第一。美術品を退色(色がさめていくこと)から守るため。美術品は人のお肌同様に紫外線に弱く、美術館では紫外線をカットした照明器具を使います。それでも、長期間照らされると、美術品の色は何万分の一ずつ消えていくのです。そこで、美術品の材質によって適正なルクス制限をします。一般的に、曇り空の屋外は1万ルクス以上あると言われますが、館内では古美術の絵画作品などで150ルクス程度にします。染色品などは特に色あせしやすいのでさらに照明を絞るほか、浮世絵版画も染料を使っているので、100ルクス程度の薄暗い照明にします。
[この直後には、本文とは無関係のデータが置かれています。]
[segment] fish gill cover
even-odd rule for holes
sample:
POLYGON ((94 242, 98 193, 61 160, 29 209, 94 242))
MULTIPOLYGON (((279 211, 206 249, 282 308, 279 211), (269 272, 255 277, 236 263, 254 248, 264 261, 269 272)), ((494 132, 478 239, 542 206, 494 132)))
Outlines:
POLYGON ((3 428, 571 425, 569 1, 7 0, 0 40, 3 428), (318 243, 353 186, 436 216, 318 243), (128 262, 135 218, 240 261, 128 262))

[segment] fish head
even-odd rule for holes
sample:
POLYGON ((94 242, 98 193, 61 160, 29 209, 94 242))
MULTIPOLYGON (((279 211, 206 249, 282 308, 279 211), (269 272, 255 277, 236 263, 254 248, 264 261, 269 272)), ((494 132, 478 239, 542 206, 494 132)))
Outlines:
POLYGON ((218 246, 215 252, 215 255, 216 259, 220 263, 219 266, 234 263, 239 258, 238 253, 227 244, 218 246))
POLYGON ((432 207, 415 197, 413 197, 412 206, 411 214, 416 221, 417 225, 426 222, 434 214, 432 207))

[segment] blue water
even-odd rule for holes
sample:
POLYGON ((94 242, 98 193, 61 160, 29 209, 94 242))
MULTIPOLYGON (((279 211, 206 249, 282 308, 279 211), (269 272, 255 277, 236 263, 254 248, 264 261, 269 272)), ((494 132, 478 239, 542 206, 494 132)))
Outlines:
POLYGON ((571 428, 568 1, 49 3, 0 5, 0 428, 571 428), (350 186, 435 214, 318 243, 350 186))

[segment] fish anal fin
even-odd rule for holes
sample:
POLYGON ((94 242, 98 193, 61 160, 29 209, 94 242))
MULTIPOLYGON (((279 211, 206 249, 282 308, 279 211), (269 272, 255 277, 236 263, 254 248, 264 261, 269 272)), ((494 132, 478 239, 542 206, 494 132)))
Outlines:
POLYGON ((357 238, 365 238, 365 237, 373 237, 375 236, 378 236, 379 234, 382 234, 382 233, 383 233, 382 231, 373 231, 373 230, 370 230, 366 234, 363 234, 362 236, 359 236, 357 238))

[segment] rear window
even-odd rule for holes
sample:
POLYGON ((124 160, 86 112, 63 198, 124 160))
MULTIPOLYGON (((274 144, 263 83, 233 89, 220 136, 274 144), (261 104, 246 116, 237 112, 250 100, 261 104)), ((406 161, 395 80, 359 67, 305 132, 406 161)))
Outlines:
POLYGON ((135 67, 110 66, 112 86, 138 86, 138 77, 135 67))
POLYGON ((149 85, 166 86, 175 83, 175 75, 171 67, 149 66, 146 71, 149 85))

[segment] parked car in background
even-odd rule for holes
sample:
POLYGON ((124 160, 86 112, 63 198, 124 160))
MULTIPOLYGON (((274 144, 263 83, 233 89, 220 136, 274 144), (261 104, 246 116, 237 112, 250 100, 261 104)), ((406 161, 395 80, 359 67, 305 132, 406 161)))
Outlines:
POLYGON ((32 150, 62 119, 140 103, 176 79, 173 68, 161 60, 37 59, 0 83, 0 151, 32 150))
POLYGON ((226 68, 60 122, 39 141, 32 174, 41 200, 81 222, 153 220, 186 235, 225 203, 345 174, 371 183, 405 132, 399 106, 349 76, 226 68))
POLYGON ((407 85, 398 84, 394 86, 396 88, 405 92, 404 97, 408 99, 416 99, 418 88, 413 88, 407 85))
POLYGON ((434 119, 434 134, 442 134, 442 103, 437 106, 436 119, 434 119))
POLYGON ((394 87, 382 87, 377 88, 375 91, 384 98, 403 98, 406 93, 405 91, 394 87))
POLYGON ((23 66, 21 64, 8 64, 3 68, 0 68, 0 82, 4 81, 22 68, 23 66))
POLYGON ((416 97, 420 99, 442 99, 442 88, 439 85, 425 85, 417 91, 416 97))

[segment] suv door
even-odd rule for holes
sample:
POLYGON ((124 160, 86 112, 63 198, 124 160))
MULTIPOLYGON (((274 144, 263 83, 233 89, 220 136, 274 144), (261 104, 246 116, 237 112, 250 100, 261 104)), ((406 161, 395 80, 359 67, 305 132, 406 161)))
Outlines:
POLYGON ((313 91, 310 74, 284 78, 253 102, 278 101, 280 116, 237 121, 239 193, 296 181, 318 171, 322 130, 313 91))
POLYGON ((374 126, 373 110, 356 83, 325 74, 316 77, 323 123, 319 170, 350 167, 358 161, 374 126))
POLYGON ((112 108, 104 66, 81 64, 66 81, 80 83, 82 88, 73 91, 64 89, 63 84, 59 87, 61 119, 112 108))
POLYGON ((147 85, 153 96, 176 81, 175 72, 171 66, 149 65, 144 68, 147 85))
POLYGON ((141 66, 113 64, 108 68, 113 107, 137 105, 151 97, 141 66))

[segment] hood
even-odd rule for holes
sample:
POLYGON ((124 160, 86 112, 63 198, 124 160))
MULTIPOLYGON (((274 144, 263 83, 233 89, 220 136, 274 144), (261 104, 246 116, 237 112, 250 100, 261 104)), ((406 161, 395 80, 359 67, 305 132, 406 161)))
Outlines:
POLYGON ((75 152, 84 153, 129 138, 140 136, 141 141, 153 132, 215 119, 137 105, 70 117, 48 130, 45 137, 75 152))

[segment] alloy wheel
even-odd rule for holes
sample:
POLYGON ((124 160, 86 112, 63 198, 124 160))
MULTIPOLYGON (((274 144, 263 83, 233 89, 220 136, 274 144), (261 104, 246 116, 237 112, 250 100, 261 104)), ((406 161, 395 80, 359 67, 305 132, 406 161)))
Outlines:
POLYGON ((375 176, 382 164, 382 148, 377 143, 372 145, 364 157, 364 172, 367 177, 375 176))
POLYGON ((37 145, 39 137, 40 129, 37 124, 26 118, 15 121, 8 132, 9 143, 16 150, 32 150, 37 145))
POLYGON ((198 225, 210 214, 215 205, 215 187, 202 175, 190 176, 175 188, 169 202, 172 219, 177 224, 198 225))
第二。作品に集中させるため。周囲を暗くすることによって、作品自体に視線を向けさせます。明るいと、どうしても周りの壁や展示室全体の様子が目に入り、鑑賞に集中しにくくなります。そこで、スポット照明で浮き上がらせると、作品そのものに目がいくようになります。
第三。皆さんの意識を日常から非日常へ誘(いざな)うため。展覧会場はそもそも非日常的なハレの空間。美しい作品で囲み、心を和ませてあげたいというのが主催者の気持ちです。そのため明るい生活の場から心落ち着くやすらぎの場へ誘うためにも薄暗くするのです。
このように作品の保存と演出のために薄暗いのであって、決して意地悪のためではありません。